Sunday, March 13, 2016

SHE WAIT

I picked her up at the front of the high school Saturday night. A glass box of plastic gold, white and grey swirled granite---a bastion of school pride---stood behind her. She sat upon a folding table, waiting for me, kicking her feet in a walking airborne rhythm. Long, curled strands of mahogany clasped naivety. We were to go out and see, each by their own, if anything fond could strike. She was pretentiously captivated in me by sight, by cherry-picking me from a crowd the week before. She was all in.
She looked at me like I was a god. And to her perhaps I was---the one to deliver her from parental constraints to my constraints in a new domestic world. It was in her smile, that smile, a young happiness that shadowed judgement. Judgement that lived in moment and young aesthetic which existed in a world turned by hindsight/foresight and old, old logic. She was lost.
It was in her eyes: Glass and sparks like a bottle rocket fixed at target not knowing that it would eventually explode, finishing in spectacular burst of spark, fire, red paper and heaped disenchantment. To her nothing could end like this.
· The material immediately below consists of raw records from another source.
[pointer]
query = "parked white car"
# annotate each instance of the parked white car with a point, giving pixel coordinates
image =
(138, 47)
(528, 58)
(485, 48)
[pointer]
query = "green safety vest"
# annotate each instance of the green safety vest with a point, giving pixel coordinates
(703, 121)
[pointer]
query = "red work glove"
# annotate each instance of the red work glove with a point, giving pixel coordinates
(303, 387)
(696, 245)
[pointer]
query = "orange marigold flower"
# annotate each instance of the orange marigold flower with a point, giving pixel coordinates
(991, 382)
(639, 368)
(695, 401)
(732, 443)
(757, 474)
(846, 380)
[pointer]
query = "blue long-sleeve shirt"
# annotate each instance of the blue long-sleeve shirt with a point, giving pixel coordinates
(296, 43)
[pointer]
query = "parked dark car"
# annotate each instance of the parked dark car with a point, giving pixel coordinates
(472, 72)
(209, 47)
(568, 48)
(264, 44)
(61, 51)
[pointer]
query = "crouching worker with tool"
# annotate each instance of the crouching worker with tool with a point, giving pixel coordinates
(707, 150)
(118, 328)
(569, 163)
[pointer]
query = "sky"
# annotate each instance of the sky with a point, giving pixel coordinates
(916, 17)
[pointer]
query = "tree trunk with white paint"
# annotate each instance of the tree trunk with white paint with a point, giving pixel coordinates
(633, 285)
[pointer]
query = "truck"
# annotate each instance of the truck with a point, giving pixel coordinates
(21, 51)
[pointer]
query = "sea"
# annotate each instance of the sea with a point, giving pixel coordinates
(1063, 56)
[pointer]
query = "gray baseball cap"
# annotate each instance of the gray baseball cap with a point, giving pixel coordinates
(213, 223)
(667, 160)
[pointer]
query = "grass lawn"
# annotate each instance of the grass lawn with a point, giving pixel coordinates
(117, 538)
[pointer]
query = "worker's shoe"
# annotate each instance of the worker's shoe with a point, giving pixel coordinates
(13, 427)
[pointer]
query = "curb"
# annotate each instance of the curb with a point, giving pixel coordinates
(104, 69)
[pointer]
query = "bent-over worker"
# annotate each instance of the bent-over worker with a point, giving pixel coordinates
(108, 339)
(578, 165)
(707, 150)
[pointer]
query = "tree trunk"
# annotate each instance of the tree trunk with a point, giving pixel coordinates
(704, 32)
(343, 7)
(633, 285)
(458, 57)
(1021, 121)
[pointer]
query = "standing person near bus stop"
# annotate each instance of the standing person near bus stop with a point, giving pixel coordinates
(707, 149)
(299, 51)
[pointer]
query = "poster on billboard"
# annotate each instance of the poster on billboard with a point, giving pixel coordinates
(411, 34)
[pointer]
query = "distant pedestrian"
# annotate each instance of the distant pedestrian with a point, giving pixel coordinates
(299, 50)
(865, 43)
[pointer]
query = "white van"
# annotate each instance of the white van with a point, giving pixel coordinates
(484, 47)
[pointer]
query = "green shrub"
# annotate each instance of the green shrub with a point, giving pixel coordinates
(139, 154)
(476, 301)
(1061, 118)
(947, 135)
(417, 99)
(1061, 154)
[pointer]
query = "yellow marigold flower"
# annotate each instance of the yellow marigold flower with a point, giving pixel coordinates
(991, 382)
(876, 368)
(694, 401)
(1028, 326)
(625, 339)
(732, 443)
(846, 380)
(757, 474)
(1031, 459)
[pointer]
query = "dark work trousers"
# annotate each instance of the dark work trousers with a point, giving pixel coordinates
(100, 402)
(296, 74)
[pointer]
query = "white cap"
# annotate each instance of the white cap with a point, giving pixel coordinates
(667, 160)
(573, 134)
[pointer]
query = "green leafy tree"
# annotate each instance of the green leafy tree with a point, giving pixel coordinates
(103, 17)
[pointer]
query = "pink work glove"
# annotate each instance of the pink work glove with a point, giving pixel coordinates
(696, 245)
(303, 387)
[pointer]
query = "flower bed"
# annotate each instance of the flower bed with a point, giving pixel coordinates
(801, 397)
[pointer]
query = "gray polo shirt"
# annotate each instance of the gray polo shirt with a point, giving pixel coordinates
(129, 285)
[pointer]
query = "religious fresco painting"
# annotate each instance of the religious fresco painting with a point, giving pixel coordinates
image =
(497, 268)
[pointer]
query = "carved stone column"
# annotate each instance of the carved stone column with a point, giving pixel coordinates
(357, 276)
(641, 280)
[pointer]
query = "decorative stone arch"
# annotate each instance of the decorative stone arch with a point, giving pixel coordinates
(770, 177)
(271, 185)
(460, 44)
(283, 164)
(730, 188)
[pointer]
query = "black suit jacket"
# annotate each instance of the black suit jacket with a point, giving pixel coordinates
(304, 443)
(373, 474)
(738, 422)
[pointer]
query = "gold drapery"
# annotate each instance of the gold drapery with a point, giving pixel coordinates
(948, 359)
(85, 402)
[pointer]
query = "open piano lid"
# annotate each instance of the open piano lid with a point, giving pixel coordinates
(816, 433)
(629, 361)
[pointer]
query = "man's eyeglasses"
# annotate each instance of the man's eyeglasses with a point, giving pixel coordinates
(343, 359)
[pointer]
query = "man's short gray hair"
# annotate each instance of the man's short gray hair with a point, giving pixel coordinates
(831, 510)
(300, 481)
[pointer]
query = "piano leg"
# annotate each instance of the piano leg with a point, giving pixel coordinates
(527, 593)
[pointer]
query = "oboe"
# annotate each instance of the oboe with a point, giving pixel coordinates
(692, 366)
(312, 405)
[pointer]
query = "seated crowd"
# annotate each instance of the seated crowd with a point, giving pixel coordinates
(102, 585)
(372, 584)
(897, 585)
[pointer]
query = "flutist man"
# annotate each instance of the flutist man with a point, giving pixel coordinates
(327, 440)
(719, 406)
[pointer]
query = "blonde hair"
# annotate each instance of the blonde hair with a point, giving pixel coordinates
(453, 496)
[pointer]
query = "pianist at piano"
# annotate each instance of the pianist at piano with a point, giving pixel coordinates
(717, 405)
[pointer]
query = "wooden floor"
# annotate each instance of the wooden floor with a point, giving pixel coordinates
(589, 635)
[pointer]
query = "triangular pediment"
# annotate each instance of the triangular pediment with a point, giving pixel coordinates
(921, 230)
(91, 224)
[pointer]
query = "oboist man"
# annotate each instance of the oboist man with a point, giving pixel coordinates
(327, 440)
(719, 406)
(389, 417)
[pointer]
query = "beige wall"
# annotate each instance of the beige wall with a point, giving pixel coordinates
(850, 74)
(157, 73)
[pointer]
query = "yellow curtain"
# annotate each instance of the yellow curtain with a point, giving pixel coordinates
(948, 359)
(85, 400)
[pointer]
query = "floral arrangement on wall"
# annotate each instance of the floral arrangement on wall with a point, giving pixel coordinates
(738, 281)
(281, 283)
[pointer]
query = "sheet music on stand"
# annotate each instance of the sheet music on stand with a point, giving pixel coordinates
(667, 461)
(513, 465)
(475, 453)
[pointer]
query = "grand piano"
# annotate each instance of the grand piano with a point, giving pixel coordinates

The limestone lane met the lawn. Dusk rose, infused its rusty sky into an evening black. Only the equinox could cast a harvest shadow to make the blackest silhouettes of corn tassels, like an army of dead, dry soldiers waiting to be cut down. I was eighteen. It was the last semester. She wait like the rest of the world, stopped dead and black with yellow and violet dots swarming like fireflies off in a void. She wanted a kiss but I was gone.